I was a little shocked at the pitted finish on this chrome statue. High quality metallic finishes are very hard to achieve and costly so maybe it wasn't in the budget.
After taking in the Andys i made the near fatal mistake of eating a kabob off a street venders cart. I should have stuck with the always safe knish but no. The crazy thing is i knew it tasted a little off while i was eating it but was too hungry to let it go. This was about 10:45 am
So, with a poisonous little hunk of meat in my stomach i made my way to The New Museum on Bowery. (http://www.newmuseum.org/ )The exhibitions that i most wanted to see were Lynda Benglis and George Condo who both had their own separate exhibitions occupying roughly two floors each. The painter George Condo's show was a powerhouse of weird imagery and technical range. It even included some sculptures of heads that were finished with a metallic gold which oddly reminded me of The Andy Monument and briefly the toxic kabob. i tried to put that out of my mind immediately. I continued through to the Lynda Benglis exhibition.

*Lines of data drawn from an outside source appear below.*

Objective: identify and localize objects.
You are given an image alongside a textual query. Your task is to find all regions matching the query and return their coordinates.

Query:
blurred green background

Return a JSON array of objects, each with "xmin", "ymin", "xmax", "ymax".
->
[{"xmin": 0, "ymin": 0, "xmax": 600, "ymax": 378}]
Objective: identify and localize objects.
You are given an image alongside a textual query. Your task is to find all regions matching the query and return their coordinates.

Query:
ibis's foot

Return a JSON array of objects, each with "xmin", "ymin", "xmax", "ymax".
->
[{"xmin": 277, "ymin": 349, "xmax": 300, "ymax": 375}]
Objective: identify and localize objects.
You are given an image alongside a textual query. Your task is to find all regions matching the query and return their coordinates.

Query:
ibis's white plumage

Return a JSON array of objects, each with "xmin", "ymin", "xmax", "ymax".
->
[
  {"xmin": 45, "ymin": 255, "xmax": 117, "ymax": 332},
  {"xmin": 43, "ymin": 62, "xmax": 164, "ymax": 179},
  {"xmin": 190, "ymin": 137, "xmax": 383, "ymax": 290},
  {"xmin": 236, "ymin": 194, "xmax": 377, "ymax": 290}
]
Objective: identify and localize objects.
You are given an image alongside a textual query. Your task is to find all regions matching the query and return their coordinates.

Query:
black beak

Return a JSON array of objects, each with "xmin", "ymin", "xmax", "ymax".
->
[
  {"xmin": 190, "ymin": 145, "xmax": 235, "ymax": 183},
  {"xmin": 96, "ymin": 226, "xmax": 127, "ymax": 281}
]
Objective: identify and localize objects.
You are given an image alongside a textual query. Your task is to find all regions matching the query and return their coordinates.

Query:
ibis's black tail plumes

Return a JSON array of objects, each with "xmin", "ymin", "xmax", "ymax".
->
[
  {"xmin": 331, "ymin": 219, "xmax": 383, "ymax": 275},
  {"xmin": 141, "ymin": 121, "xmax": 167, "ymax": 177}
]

Huge mounds of multicolored urethane foam, mammoth spills of running paint, cooled molten mounds of lead and brass, phosphorescent avalanches of foam splashing from the walls all seemingly vomited from the same exhaustive notion projected by the artist's imagination. A very impressive show indeed.
On to Penn Station to meet with Eddie Machete 2P.M.
Eddie and i take the subway back to Union Square and hoof it to the east village. Along the way i come closest to parting ways with the kabob- nausea for an intense couple of minutes and then a return to the general queasiness. We are on a mission to sit down at Niagara over on Avenue A. This place, i tell him, is where a really cool artist named Ted Riederer sometimes tends bar and it would be nice to hang out there. When we arrive at Niagara Eddie is immediately taken in by the Joe Strummer mural on the side of the bar.


We go in for a few beers and find Danny Sage of D Generation tending bar. We have conversations about Joe Strummer, Joey Ramone and his days touring with Social Distortion. Danny also tells us that D Generation is primed for a come back.
Later in the east village we find a place to grab a slice of pizza ( this actually banishes the problems of the kabob probably because that was the only food i had eaten all day) it is now about 5P.M.
We come across a cool shop called Obscura Antiques and Oddities which is right up my alley- strange medical stuff, natural objects like wasp nests, paper mache masks, skulls, preserved human heads, etc. I have a conversation with the shop owner and promise to do business with them from Florida where many a strange thing may be had.

We head back to Long Island City, stop into the L.I.C. Bar on Vernon Street and get into a passionate four way argument about Norman Rockwell & abstract expressionism with a printmaking student, biochemist and poster shop owner from Philadelphia- a nice way to end the day.